A pharmacokinetic study to determine the systemic TNF-a cytokine levels as a function of time (1, 2, 6, and 24 hours post dosing) was conducted in mice comparing intramuscular formulations containing free IRM+OVA solution, IRM-PEG+OVA solution, and IRM-PEG+OVA in 20% (w/w) LUTROL F127 gel. Two different doses of IRM were used, 1 mg/Kg and 0.1 mg/Kg, corresponding to formulation concentrations of 0.5 and 0.05 mg/mL. The OVA concentration was kept constant at 0.1 mg/mL. At the 0.1 mg/Kg dose the IRM-PEG gel formulation showed a substantial reduction in serum TNF-α concentration when compared to free IRM. At the 1 mg/Kg dose the IRM-PEG gel formulation showed a substantial reduction in serum TNF-a concentration when compared to free IRM and to IRM-PEG.
The complete disclosures of the patents, patent documents and publications cited herein are incorporated by reference in their entirety as if each were individually incorporated. In case of conflict, the present specification, including definitions, shall control.
Various modifications and alterations to this invention will become apparent to those skilled in the art without departing from the scope and spirit of this invention. Illustrative embodiments and examples are provided as examples only and are not intended to limit the scope of the present invention.
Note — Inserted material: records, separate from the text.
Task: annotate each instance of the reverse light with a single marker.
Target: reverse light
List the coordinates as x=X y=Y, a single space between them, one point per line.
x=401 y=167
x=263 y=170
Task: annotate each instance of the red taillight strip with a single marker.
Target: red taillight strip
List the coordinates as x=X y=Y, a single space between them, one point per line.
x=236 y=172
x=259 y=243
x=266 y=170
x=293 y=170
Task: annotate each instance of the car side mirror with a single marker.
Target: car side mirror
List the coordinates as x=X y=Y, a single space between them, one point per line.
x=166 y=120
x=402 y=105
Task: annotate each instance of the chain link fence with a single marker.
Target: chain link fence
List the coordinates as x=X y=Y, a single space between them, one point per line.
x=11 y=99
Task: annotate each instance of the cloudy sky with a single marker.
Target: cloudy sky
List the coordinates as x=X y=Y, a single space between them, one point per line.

The scope of the invention is limited only by the claims set forth as follows.

Claims

1. A pharmaceutical composition comprising:

an IRM-PEG complex and an antigen, formulated together in a thermoresponsive gel.

2. The pharmaceutical composition of claim 1 wherein the IRM-PEG complex is in the form of an IRM prodrug.
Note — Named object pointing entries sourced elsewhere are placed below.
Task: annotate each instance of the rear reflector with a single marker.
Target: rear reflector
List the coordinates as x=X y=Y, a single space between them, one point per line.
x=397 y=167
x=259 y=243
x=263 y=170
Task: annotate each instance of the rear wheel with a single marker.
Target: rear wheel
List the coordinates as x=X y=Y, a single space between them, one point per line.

3. The pharmaceutical composition of claim 1 wherein the IRM-PEG complex comprises an IRM portion that comprises, or is derived from, an imidazoquinoline amine, a tetrahydroimidazoquinoline amine, an imidazopyridine amine, a 1,2-bridged imidazoquinoline amine, a 6,7-fused cycloalkylimidazopyridine amine, an imidazonaphthyridine amine, a tetrahydroimidazonaphthyridine amine, an oxazoloquinoline amine, a thiazoloquinoline amine, an oxazolopyridine amine, a thiazolopyridine amine, an oxazolonaphthyridine amine, a thiazolonaphthyridine amine, a pyrazolopyridine amine, a pyrazoloquinoline amine, a tetrahydropyrazoloquinoline amine, a pyrazolonaphthyridine amine, or a tetrahydropyrazolonaphthyridine amine.

4. The pharmaceutical composition of claim 1 wherein the thermoresponsive gel comprises PEO-PPO-PEO triblock copolymers.

5. The pharmaceutical composition of claim 1 wherein the thermoresponsive gel comprises PF127.

6. The pharmaceutical composition of claim 1 wherein the thermoresponsive gel comprises PEG-PLGA-based triblock copolymers.

7. The pharmaceutical composition of claim 6 wherein the thermoresponsive gel comprises PEG-PLGA-PEG triblocks.

8. The pharmaceutical composition of claim 6 wherein the thermoresponsive gel comprises PLGA-PEG-PLGA triblocks.

9. The pharmaceutical composition of claim 1 wherein the thermoresponsive gel comprises PEG-PLGA diblocks that are liquid at about 20° C. and form a gel at from about 30° C. to about 37° C.

10. The pharmaceutical composition of claim 1 wherein the antigen comprises a tumor antigen.

11. The pharmaceutical composition of claim 1 wherein the antigen comprises a bacterial antigen.

12. The pharmaceutical composition of claim 1 wherein the antigen comprises a viral antigen.

13. A method of eliciting an antigen-specific immune response in a subject, the method comprising:

administering to the subject a pharmaceutical composition comprising an IRM-PEG complex and an antigen, formulated together in a thermoresponsive gel, in an amount effective to generate an immune response in the subject against the antigen.

14. A method of treating a condition in a subject, the method comprising:

administering to the subject a pharmaceutical composition comprising an IRM-PEG complex and an antigen, formulated together in a thermoresponsive gel, in an amount effective to ameliorate at least one symptom or clinical sign of the condition.

15. The use of an IRM compound for the manufacture of a pharmaceutical composition comprising an IRM-PEG complex and an antigen, formulated together in a thermoresponsive gel.